Koordinator Divisi Korupsi Politik ICW Egi Primayogha melihat proses pengisian penjabat kepala daerah jauh dari semangat reformasi dan keterbukaan. Sebab, reformasi mengamanatkan adanya otonomi daerah seluas-luasnya. Pengisian penjabat kepala daerah ini tidak melibatkan pihak yang ada di daerah. Tidak adanya peraturan teknis yang dibuat Kemendagri, ICW telah meminta informasi dari Kemendagri dan dokumen proses pengisian penjabat kepala daerah. Namun, setelah sepuluh hari kerja, Kemendagri tidak merespons.
”Dapat dikatakan proses ini tertutup. Kami juga melihat ada indikasi konflik kepentingan dalam pengisian posisi penjabat kepala daerah karena beberapa penjabat yang sudah dilantik merangkap jabatan di posisi lain, seperti TNI dan Polri, termasuk posisi lain seperti kementerian. Konflik kepentingan adalah pintu masuk praktik korupsi,” ujar Egi.
Anggota Ombudsman RI, Robert Na Endi Jaweng, mengatakan, laporan dari masyarakat akan didalami oleh unit kerja pengaduan masyarakat untuk melihat keterpenuhan syarat formil dan materiil. Apabila dua syarat tersebut terpenuhi, akan dibawa ke pleno pimpinan. Selanjutnya, akan diputuskan ke pemeriksaan. ”Kalau memang sudah sampai tingkatan itu (pemeriksaan) tentu akan kita lakukan pemanggilan pemeriksaan atau permintaan keterangan klarifikasi ke berbagai pihak,” kata Robert.

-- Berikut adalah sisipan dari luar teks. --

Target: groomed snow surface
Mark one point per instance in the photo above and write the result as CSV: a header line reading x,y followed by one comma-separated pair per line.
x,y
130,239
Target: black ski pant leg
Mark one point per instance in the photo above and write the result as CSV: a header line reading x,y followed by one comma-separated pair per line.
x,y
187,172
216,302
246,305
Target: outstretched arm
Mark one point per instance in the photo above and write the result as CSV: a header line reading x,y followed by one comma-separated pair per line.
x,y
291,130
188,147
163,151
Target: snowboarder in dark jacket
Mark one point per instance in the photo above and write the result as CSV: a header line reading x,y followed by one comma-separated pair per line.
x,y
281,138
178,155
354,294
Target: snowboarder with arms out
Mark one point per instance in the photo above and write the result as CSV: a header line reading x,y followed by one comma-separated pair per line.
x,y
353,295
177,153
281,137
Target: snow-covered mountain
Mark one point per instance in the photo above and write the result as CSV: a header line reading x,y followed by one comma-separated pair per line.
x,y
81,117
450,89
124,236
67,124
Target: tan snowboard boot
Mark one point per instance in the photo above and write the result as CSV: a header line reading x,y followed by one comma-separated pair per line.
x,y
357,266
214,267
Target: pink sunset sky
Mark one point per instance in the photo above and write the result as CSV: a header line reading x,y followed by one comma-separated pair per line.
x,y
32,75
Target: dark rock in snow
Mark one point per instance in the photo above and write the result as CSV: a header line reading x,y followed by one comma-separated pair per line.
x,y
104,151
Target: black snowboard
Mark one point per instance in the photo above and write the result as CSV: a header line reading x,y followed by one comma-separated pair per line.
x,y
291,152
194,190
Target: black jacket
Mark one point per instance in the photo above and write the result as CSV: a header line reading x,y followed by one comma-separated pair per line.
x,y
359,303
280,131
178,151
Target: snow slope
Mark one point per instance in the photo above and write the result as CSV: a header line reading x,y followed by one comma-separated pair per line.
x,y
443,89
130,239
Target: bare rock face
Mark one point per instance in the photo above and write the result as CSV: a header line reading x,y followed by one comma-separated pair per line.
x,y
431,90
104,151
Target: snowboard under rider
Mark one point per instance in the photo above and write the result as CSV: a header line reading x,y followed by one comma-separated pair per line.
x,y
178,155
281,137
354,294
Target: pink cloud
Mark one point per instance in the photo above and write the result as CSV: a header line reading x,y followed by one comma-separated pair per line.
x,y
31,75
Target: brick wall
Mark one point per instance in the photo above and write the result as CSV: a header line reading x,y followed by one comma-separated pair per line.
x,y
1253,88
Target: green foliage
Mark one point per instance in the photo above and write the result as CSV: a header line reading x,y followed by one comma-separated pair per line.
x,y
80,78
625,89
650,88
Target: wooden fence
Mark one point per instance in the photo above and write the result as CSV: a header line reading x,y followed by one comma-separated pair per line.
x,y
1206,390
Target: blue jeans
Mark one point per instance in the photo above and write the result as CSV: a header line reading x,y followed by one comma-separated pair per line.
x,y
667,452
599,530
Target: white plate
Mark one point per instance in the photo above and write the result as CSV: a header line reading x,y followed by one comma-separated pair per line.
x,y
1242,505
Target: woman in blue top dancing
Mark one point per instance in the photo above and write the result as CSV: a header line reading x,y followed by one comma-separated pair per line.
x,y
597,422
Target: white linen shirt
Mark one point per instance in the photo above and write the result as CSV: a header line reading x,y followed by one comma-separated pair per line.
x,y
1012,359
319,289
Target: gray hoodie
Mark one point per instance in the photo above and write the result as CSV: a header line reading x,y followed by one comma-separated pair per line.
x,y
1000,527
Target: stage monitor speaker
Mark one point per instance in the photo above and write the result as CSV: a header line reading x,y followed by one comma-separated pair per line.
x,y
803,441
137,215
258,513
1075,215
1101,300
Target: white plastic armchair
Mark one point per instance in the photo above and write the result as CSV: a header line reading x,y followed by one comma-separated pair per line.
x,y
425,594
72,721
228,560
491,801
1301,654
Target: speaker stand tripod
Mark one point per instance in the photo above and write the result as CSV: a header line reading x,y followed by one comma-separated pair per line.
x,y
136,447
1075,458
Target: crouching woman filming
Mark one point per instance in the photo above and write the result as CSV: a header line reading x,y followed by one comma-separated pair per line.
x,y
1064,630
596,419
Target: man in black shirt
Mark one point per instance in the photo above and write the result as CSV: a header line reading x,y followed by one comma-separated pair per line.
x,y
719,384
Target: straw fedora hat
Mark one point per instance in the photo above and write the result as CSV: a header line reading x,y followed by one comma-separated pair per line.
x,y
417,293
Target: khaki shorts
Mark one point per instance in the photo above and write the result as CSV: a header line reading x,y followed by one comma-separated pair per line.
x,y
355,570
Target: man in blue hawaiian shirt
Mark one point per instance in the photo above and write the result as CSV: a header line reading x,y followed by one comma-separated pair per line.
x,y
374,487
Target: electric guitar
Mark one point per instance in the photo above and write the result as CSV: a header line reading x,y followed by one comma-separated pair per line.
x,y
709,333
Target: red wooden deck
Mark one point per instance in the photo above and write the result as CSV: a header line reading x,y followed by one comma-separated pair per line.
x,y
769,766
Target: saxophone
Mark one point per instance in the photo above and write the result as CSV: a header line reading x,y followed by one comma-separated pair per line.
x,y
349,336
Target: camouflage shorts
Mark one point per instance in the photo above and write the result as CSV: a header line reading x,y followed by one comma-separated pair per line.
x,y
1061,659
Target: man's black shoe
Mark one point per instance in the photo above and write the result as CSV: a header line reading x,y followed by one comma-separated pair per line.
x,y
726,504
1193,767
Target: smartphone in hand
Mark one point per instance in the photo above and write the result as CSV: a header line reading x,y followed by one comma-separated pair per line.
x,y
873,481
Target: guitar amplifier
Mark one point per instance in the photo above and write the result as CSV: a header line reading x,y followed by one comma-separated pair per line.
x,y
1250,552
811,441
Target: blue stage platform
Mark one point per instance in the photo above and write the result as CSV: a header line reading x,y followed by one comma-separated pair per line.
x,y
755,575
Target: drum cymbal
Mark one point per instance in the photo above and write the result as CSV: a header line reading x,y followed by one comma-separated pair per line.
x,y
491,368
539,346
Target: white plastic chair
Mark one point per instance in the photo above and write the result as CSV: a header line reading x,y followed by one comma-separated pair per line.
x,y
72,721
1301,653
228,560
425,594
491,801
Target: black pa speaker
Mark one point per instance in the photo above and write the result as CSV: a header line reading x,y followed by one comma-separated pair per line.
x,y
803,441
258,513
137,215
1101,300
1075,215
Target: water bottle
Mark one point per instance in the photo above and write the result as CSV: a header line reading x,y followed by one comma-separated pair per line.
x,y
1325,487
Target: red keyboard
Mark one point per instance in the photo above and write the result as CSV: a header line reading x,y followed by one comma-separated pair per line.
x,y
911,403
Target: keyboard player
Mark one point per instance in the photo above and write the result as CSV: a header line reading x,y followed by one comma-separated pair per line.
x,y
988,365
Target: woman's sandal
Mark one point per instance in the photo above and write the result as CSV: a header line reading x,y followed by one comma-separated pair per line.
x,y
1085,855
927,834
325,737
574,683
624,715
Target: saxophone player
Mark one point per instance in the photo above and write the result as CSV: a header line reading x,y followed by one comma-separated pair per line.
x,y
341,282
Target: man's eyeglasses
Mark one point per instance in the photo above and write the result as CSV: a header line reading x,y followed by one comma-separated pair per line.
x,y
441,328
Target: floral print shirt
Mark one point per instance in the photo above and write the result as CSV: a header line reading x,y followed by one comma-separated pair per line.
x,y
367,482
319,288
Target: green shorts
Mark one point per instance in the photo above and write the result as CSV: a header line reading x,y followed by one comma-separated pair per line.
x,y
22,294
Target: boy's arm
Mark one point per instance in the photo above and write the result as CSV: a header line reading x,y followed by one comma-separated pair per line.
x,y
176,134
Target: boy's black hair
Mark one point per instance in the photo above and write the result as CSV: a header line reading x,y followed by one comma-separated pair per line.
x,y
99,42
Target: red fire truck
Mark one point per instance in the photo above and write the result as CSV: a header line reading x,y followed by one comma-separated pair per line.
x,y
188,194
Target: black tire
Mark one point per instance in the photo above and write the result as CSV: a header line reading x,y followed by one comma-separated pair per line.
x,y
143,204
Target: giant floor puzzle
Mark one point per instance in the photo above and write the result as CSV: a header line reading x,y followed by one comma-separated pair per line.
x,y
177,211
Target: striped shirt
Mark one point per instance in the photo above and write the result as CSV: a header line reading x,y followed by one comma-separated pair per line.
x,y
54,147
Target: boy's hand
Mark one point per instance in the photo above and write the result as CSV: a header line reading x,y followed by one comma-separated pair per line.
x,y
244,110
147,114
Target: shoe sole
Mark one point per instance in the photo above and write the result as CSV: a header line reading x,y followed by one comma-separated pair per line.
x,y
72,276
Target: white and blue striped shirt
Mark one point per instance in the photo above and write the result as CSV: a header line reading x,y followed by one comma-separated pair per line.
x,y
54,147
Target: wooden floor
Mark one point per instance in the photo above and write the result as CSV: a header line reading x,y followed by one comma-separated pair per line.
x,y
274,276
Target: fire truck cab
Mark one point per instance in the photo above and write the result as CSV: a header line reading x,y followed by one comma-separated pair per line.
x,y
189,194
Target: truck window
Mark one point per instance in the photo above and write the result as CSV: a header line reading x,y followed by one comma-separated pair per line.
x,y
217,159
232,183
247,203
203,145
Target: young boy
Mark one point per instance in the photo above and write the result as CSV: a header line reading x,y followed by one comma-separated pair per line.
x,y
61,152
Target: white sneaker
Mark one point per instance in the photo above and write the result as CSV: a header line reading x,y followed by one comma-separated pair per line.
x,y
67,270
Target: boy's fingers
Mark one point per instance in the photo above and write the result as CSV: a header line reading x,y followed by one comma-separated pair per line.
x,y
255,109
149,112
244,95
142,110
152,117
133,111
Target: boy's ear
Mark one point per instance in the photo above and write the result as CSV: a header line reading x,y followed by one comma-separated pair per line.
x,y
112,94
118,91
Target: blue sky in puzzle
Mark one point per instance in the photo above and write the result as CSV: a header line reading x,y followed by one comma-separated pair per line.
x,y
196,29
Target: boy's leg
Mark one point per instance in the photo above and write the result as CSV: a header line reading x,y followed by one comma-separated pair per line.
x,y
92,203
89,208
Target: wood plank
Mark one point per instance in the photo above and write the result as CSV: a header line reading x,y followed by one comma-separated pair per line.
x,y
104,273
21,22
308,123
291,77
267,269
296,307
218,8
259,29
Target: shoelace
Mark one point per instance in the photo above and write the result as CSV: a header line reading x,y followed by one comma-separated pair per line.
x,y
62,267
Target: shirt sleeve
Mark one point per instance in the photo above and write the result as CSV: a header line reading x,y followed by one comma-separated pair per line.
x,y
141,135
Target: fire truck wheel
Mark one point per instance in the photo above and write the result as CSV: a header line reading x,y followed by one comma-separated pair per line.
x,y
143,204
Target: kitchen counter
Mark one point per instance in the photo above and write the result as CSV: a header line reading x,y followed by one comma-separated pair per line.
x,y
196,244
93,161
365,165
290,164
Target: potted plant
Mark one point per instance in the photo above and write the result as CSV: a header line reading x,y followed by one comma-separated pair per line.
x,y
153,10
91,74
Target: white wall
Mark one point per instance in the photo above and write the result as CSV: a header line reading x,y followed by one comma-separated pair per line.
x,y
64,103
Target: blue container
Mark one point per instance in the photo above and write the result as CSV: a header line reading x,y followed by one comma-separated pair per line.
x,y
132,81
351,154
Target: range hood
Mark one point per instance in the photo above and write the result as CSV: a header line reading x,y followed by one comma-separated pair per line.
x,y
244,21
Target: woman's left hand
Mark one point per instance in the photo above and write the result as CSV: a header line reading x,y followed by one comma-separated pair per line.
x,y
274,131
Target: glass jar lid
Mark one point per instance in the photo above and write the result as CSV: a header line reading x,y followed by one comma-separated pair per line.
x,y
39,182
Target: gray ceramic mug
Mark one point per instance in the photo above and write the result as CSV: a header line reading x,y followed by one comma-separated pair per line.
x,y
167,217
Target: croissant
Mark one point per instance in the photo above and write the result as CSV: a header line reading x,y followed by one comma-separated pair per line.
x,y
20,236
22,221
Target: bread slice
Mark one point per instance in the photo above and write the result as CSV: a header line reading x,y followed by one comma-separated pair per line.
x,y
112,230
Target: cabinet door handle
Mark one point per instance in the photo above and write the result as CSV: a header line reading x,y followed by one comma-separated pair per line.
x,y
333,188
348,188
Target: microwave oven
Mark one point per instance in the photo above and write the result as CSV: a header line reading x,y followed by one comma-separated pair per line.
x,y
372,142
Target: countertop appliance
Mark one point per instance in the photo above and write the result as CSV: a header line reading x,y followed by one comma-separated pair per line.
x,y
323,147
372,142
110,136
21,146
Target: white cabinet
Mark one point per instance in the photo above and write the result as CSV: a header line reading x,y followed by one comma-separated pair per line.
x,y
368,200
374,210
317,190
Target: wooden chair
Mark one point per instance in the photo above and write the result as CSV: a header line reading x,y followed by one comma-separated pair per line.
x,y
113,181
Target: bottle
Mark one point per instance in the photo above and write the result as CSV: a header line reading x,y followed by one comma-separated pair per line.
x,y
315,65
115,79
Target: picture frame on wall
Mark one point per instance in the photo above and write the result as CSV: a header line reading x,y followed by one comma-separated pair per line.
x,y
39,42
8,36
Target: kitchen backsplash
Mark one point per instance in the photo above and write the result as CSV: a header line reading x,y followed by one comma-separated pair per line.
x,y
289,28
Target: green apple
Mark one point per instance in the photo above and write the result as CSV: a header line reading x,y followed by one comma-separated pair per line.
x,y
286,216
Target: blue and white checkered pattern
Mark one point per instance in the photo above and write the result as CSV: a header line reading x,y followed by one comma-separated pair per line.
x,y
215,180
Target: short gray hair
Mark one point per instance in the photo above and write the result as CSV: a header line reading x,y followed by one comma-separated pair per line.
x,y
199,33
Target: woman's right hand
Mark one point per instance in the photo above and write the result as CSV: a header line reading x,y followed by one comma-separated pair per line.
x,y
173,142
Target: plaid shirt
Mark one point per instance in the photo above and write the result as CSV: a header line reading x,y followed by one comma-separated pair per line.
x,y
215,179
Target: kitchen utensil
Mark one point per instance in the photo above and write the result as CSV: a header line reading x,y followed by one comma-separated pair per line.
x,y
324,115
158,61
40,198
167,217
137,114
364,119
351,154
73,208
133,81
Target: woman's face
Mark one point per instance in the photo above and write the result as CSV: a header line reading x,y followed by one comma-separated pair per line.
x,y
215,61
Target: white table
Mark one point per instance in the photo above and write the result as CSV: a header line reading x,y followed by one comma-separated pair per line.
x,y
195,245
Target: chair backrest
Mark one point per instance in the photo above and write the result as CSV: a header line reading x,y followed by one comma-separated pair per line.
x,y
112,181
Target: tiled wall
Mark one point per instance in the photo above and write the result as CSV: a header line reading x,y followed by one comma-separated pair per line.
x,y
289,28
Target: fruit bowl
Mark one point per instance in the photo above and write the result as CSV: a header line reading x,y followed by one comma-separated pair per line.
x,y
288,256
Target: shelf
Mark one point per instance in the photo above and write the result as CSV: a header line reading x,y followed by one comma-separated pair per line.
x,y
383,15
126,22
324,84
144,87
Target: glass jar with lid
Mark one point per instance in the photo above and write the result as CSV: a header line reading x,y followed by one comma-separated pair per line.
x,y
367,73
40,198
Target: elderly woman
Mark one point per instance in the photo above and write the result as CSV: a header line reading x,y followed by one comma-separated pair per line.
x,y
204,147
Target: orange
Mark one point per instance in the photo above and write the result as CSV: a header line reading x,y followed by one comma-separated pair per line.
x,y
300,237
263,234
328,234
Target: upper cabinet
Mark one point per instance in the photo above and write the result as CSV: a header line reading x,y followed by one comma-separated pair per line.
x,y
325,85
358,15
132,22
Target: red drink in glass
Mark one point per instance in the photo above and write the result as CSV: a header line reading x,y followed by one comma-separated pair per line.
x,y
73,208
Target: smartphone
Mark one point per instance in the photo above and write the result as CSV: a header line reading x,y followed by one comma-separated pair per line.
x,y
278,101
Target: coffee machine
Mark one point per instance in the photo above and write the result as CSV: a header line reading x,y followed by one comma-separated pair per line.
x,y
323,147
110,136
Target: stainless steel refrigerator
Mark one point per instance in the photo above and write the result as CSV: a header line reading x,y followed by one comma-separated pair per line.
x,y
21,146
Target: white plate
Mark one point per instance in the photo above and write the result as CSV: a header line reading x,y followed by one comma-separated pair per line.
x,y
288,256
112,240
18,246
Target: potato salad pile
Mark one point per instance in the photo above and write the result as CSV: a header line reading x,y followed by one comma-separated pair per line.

Robert menegaskan, dirinya sudah meminta pemerintah untuk menyiapkan regulasi berupa peraturan perundang-undangan yang sangat kuat, yakni peraturan pemerintah. Posisi penjabat sangat substantif sehingga membutuhkan regulasi yang besar, bukan sekadar teknis.
Regulasi tersebut harus mengatur sejak tata cara pengisian jabatan melalui mekanisme pengangkatan, ketika penjabat di dalam pemerintahan, evaluasi, hingga penjabat tersebut diputuskan untuk lanjut atau diberhentikan. Di dalam regulasi tersebut juga harus diatur dokumen-dokumen penting yang akan diberlakukan.
Selain itu, ia juga meminta adanya manajemen talenta yang akan dipakai untuk melatih dan menyiapkan para kandidat yang akan diangkat menjadi penjabat kepala daerah. Kandidat tersebut berdasarkan usulan dari daerah untuk dilatih paling cepat enam bulan. Selama waktu tersebut, kandidat dipersiapkan secara teknis dan politis sehingga ketika dipilih sudah sangat siap. Mereka memiliki pengetahuan, kemampuan, dan keahlian terkait pemerintahan.
Menurut Robert, dua cara tersebut sangat berguna untuk menghindarkan Kemendagri dan pemerintah pusat dari tudingan politik. Publik juga bisa memantau rekam jejak para calon yang akan menjadi penjabat kepada daerah. Kompas sudah meminta tanggapan Kepala Pusat Penerangan Kemendagri Benni Irwan terkait polemik di Bangkep dan aduan dari masyarakat sipil, tetapi tidak direspons.